2019-5-10 13:30 |
In a recent development, the Financial Crimes Enforcement Network [FinCEN] published a thirty-page document guiding financial institutions to comply with current regulations while interacting with digital assets, and further analyzed activities and entities that come under their jurisdiction.
The latest “interpretive guidance” released by FinCEN noted that the guidance did not entail any new regulatory establishment. Instead, it “consolidates” existing FinCEN regulations and administrative rulings issued in 2011.
The guidance document stated that current and emerging business models, specifically involving money transmission in “convertible virtual currencies” or CVCs, would fall under the current obligations of the Bank Secrecy Act [BSA].

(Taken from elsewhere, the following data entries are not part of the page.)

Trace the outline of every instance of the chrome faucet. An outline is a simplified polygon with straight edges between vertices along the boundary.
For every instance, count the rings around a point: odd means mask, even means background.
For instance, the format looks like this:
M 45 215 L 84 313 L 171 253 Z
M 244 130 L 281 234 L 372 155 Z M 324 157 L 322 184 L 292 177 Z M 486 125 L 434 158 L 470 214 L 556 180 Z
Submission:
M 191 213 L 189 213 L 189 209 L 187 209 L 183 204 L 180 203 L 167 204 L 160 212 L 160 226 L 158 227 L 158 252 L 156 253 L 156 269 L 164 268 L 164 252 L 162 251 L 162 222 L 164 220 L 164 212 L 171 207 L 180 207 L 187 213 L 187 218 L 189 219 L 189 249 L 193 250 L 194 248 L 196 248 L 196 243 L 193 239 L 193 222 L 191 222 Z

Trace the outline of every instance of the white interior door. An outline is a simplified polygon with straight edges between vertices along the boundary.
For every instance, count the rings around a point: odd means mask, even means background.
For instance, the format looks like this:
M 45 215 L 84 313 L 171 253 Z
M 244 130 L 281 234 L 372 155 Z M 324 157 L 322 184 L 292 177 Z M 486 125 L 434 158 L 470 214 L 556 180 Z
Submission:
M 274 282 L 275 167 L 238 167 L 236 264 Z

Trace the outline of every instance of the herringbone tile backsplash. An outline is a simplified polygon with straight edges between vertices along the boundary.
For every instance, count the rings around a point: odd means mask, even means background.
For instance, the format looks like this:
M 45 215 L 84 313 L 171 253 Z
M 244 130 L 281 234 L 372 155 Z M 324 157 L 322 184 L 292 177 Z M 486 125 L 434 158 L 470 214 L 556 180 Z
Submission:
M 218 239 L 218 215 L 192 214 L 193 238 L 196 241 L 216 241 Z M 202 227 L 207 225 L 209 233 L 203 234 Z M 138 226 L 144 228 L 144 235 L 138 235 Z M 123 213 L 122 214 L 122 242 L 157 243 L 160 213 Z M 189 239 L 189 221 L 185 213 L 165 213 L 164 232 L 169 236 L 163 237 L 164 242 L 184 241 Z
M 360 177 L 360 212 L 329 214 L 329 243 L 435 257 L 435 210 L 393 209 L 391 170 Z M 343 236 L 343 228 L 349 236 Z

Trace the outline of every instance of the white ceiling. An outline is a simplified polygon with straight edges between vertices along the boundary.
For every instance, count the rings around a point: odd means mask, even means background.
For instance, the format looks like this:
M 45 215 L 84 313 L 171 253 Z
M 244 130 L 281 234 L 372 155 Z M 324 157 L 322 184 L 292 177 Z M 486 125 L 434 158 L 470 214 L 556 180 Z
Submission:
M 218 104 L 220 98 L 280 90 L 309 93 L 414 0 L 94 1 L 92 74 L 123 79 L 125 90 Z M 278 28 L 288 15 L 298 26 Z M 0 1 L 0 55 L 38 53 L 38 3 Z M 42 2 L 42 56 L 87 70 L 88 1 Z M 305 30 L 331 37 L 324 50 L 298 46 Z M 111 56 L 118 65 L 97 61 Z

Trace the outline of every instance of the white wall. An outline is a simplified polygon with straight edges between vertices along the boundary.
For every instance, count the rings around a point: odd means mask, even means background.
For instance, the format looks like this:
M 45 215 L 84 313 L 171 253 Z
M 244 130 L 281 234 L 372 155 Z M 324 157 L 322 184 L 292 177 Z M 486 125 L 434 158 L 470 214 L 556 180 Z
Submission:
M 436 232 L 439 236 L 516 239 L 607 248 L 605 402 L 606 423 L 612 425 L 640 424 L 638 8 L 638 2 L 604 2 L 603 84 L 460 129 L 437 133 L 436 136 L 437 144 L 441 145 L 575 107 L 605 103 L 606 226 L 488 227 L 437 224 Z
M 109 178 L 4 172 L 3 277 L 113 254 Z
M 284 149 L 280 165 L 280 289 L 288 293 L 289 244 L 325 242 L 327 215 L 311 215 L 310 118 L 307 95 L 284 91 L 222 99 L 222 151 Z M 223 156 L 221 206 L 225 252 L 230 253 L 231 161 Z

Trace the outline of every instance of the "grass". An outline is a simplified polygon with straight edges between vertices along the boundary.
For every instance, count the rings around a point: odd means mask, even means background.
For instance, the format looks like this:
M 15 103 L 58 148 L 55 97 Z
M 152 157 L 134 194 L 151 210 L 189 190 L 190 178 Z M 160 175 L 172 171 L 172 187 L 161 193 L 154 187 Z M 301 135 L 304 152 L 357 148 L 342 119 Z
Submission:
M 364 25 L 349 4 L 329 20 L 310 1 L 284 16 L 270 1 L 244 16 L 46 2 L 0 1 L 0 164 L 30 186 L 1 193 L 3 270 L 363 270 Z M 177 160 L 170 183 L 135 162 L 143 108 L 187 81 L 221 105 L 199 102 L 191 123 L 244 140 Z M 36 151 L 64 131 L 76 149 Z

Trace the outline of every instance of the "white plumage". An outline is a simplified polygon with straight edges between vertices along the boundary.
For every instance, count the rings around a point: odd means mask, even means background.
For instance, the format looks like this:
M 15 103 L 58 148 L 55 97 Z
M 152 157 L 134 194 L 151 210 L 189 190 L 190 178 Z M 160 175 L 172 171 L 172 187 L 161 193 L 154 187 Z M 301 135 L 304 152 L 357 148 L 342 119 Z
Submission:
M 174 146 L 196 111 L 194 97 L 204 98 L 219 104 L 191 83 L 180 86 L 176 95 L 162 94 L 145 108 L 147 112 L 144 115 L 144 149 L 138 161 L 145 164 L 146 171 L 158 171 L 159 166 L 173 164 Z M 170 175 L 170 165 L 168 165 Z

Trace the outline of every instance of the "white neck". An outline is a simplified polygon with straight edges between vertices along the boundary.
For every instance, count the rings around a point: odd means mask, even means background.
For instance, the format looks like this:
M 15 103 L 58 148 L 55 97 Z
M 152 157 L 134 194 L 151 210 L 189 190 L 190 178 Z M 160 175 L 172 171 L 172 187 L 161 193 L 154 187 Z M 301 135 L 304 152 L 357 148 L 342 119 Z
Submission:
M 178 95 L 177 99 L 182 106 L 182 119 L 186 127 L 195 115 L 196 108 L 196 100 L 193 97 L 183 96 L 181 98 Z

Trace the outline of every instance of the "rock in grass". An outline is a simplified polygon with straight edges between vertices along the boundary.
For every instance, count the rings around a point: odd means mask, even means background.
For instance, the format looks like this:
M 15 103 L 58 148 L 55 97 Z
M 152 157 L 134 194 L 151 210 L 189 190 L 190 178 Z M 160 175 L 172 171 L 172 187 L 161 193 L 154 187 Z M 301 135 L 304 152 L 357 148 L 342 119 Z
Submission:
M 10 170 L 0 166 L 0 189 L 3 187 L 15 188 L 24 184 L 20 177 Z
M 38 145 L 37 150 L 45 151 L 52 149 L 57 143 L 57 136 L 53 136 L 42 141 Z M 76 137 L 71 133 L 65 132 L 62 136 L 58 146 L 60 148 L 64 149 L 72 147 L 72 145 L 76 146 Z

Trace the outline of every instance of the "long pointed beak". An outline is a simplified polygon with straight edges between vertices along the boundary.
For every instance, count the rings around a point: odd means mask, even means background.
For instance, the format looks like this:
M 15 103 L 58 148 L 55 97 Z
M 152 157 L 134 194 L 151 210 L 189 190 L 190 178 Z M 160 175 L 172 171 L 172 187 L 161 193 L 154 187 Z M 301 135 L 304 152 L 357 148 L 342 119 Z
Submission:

The overall guidance is structured in six sections. Section 1 to 5 entails key concepts, consolidation and summarizing the existing FinCEN regulations under BSA involving money transmission involving CVC activities, a summary of development and content of FinCEN’s 2013 guidance and regulatory approach. Section 6 lists all the resources for the purpose of further explanation covered in the guidance.
Software or non-custodial wallet providers and multi-sig providers without the ability to transact are not regulated as money transmitters.
The comprehensive document also highlighted decentralized applications or DApps in the same section, stating,
“The same regulatory interpretation that applies to mechanical agencies such as CVC kiosks applies to DApps that accept and transmit value, regardless of whether they operate for profit. Accordingly, when DApps perform money transmission, the definition of money transmitter will apply to the DApp, the owners/operators of the DApp, or both.”
Drawing a significant difference, FinCEN further noted that DApp developers did not qualify under the money transmitter definition only for creating the DApp. They will qualify as money transmitters under the BSA only when the DApp created is put to actual use for the purpose of money transmission.
The FinCEN document is similar to the recent framework published by the US Securities and Exchange Commission on the regulations applicable while engaging in the offer, sale, or distribution of digital assets.
The co-founder of @bloxrouteLabs, Emin Gun Sirer, tweeted,
“It is remarkable what the document does not do: it does not ban the tech. It does not ban any aspect of the technology that actually makes FINCEN’s job harder. It leaves anonymity providers exempt, for instance.”